While EMRs have increased documentation burden, with some physicians spending upwards of two hours on EMR tasks for every one hour of care they provide, medical scribes pose a potential solution, according to research published online Nov. 1 in the Journal of the American Medical Association Dermatology.
A team of researchers, led by Vinod Manbudiri, MD, evaluated physician and medical scribes' experiences at the dermatology department of their organization, Boston-based Brigham and Women's Hospital, which operates on the Epic EMR. The project was part of a quality improvement initiative, the study authors noted.
Of the 39 dermatologists across 11 distinct practice locations, 12 received scribe support in 19 weekly half-day sessions. Each scribe underwent dermatology-specific training and shadowed the physician to learn their specific workflow and documentation preferences.

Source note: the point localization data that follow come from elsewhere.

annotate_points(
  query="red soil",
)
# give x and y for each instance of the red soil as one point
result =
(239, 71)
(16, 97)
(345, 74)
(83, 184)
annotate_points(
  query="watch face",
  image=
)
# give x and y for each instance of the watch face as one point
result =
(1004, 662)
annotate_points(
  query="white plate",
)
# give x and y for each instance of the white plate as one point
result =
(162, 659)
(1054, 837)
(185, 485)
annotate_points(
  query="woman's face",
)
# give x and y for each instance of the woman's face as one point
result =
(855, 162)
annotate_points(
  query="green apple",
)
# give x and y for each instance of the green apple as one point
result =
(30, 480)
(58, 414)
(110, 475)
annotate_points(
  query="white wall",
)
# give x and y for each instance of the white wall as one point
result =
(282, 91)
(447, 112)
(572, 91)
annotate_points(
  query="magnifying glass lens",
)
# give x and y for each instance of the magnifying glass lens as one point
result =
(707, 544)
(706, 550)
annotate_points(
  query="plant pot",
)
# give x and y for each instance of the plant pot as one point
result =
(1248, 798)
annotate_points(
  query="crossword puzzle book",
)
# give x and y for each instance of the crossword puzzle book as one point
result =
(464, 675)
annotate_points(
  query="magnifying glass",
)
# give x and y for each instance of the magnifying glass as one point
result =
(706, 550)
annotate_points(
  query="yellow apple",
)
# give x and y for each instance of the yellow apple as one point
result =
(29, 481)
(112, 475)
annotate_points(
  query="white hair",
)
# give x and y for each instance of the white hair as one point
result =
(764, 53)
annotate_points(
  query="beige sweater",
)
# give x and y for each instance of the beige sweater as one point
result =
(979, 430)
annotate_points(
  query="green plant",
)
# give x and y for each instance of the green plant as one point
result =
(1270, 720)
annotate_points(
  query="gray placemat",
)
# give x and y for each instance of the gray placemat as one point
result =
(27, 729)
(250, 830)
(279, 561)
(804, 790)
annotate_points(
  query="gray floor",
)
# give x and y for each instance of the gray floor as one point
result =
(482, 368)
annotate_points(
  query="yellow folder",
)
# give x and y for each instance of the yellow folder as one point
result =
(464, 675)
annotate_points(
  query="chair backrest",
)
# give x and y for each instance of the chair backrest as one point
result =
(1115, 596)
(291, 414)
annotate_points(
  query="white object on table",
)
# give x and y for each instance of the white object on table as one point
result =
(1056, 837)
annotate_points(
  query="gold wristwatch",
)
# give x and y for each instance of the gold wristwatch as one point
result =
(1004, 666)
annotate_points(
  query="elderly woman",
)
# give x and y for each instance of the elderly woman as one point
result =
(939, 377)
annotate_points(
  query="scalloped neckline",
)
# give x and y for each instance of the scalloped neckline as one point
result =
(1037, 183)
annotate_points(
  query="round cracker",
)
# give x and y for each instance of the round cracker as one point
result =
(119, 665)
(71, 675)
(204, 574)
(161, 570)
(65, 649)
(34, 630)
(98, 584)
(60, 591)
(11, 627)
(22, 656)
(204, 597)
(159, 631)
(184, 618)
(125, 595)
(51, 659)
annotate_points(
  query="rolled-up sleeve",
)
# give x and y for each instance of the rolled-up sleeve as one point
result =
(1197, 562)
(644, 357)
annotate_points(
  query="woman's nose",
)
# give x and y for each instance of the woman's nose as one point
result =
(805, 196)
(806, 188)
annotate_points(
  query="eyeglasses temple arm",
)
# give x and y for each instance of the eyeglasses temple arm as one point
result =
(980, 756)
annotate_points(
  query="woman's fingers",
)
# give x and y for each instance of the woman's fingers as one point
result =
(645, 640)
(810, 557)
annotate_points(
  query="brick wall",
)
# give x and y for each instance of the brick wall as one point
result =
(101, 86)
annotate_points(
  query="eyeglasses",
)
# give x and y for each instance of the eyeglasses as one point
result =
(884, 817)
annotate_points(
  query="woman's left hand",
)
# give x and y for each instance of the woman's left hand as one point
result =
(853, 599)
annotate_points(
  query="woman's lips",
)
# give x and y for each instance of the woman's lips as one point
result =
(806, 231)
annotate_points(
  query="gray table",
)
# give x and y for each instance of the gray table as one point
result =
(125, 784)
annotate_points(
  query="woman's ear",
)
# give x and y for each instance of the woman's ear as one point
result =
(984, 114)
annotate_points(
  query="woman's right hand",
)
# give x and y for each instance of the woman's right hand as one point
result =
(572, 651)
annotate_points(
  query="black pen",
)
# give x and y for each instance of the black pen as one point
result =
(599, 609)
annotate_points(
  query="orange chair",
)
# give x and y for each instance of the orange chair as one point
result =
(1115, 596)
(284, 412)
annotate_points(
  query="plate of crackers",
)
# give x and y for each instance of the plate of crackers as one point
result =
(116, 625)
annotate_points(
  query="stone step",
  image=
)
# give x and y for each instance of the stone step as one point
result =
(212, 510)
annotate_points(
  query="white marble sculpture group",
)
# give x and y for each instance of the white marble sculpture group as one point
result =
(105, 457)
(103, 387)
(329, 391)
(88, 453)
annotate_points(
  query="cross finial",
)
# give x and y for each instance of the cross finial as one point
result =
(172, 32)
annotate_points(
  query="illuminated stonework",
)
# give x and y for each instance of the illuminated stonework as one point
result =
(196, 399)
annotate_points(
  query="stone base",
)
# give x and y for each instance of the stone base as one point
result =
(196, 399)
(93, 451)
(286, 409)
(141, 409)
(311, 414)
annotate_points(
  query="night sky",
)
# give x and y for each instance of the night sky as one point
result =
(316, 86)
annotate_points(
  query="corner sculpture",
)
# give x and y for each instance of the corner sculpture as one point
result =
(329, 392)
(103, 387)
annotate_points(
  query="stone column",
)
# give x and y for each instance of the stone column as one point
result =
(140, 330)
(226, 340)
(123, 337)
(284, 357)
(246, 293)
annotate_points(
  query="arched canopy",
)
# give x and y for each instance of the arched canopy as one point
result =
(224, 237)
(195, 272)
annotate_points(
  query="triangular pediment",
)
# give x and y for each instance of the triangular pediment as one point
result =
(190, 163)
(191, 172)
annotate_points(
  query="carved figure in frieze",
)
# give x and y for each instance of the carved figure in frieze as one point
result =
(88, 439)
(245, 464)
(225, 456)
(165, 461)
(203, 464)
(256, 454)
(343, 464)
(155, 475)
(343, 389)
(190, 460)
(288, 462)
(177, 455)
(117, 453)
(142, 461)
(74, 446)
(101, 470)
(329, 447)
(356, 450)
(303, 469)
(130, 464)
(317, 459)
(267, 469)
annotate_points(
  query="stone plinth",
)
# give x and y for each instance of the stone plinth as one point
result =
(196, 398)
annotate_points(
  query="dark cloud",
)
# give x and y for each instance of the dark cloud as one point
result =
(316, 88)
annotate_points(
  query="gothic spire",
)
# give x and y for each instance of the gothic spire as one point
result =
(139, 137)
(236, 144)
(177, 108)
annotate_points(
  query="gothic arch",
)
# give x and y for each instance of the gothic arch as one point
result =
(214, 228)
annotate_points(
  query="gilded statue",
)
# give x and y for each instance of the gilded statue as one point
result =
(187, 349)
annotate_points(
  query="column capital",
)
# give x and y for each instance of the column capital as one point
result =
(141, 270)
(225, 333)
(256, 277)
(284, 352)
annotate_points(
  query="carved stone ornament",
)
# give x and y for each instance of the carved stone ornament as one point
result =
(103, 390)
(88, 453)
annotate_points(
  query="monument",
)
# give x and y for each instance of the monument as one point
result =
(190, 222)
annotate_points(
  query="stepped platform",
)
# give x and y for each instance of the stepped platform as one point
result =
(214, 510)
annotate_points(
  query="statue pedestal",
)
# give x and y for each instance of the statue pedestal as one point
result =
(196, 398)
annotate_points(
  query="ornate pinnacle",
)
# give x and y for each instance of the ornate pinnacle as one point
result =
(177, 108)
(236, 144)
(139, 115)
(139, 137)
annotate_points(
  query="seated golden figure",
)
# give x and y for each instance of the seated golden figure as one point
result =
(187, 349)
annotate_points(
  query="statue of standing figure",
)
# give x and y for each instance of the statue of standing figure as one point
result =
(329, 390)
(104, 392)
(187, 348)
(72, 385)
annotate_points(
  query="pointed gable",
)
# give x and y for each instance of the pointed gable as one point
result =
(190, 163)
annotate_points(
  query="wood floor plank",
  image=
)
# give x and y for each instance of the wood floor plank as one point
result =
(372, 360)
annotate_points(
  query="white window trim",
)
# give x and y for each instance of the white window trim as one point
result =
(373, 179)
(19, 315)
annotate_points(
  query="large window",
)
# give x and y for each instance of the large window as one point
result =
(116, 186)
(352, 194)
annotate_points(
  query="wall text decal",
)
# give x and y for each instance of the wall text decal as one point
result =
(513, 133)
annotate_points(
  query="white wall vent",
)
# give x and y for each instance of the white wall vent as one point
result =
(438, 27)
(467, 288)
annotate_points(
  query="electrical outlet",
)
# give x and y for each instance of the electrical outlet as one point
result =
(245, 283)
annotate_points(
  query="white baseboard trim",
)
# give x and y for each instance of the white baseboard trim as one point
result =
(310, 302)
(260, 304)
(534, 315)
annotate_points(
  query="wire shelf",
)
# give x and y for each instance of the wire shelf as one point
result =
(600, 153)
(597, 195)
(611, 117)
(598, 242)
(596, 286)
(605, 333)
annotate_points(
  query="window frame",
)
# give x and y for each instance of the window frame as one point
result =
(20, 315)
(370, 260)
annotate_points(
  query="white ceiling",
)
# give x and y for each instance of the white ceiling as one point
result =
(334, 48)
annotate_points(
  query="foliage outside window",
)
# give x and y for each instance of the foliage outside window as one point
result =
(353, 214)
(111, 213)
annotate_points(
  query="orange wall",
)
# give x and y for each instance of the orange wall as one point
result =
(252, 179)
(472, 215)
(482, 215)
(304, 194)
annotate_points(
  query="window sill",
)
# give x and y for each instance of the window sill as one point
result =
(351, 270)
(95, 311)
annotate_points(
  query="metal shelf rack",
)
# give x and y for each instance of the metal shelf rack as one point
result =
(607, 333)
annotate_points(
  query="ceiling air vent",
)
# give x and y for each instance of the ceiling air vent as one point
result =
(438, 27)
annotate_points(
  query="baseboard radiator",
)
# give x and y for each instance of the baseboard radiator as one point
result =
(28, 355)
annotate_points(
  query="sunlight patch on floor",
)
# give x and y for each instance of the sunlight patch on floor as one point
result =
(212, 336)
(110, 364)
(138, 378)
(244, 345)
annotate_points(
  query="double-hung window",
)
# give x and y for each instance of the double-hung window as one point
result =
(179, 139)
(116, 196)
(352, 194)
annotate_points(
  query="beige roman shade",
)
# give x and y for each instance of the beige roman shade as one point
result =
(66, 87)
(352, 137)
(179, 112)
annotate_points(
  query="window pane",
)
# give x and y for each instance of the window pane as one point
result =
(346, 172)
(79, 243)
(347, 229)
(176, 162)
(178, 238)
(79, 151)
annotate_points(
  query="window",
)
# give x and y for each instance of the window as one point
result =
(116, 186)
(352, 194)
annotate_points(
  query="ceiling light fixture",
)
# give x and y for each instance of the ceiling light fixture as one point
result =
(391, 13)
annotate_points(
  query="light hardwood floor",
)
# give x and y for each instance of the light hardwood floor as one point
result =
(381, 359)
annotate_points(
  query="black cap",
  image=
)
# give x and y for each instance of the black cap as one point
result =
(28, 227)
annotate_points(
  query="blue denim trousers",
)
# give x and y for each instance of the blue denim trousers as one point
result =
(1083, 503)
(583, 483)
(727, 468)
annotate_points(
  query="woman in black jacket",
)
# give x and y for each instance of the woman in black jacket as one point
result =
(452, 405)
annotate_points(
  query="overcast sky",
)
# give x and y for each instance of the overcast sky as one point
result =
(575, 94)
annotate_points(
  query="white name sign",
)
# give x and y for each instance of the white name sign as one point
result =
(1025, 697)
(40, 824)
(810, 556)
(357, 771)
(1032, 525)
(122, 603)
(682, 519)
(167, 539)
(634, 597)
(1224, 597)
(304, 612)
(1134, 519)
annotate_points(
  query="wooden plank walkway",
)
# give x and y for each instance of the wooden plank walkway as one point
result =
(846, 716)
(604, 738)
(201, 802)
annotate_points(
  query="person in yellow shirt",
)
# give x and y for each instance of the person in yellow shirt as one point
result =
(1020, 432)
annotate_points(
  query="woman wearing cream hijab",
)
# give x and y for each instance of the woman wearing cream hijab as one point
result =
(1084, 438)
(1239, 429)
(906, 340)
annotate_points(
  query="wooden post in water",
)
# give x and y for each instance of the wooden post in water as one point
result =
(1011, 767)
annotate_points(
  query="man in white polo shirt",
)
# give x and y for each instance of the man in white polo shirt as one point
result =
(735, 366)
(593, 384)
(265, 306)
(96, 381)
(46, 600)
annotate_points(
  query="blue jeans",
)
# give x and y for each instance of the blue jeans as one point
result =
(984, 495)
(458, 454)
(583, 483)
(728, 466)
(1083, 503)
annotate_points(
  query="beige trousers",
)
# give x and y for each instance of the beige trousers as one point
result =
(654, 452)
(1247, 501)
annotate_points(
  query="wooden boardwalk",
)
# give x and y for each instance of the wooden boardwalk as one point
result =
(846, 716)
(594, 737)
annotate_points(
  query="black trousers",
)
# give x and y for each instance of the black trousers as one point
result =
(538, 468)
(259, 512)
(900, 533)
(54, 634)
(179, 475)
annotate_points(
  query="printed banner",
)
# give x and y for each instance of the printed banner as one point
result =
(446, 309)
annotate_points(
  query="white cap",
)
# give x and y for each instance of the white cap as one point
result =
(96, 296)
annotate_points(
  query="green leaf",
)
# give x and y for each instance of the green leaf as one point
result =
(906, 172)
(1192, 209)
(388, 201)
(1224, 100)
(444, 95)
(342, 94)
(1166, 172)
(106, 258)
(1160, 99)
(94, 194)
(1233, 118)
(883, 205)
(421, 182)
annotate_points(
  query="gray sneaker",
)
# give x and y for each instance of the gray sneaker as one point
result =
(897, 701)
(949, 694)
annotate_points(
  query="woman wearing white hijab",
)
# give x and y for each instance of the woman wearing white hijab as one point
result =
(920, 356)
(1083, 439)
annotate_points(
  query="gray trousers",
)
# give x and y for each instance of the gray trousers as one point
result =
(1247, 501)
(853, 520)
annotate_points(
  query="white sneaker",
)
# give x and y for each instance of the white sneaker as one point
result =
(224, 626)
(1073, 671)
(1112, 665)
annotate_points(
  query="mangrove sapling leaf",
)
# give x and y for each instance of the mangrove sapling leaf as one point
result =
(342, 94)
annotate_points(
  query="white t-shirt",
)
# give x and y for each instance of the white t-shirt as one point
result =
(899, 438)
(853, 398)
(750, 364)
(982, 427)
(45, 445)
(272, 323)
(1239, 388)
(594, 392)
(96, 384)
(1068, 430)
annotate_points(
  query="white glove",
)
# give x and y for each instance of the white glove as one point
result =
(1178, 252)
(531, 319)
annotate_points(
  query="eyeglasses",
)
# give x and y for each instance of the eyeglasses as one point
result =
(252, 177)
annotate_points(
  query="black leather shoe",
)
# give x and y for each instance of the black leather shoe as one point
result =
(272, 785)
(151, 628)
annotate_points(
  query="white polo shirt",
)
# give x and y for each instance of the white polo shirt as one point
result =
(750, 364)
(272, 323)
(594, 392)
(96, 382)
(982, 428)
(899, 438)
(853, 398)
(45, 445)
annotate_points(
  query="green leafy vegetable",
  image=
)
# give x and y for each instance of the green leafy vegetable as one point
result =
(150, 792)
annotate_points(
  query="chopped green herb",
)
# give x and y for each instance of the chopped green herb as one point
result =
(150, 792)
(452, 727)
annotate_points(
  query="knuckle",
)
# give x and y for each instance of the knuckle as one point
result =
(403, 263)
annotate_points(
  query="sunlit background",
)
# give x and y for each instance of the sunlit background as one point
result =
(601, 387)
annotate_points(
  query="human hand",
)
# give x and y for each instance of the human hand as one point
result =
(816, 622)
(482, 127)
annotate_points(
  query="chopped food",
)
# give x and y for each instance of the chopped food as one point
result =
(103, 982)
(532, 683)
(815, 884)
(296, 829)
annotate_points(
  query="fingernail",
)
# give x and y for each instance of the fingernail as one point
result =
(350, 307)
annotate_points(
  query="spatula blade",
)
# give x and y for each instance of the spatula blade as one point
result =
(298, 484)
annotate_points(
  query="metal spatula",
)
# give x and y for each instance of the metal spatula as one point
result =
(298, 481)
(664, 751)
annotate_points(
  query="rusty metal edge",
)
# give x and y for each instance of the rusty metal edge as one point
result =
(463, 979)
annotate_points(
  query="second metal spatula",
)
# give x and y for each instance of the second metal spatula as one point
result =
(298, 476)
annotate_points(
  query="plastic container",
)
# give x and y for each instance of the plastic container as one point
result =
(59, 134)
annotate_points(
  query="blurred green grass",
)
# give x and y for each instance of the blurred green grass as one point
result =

Before physicians were provided scribes, most reported spending roughly 60 to 89 minutes per session on clinical documentation. Specifically, dermatologists averaged six minutes of clinical documentation per patient and 75 minutes of documentation per half-day session. When provided with scribes, physician documentation time decreased to an average of three minutes per patient and 36 minutes per session (more than three times fewer minutes per patient encounter).
The researchers note that scribes saved the organization money, too.
"Overall, there was a 7.7 percent increase in revenue comparing each physician's scribe-supported sessions to unsupported sessions in the last quarters of 2016 to 2015 respectively, which more than off-set the cost of the scribes," the authors write. "[R]oughly one additional patient per session covered the hospital’s scribe costs."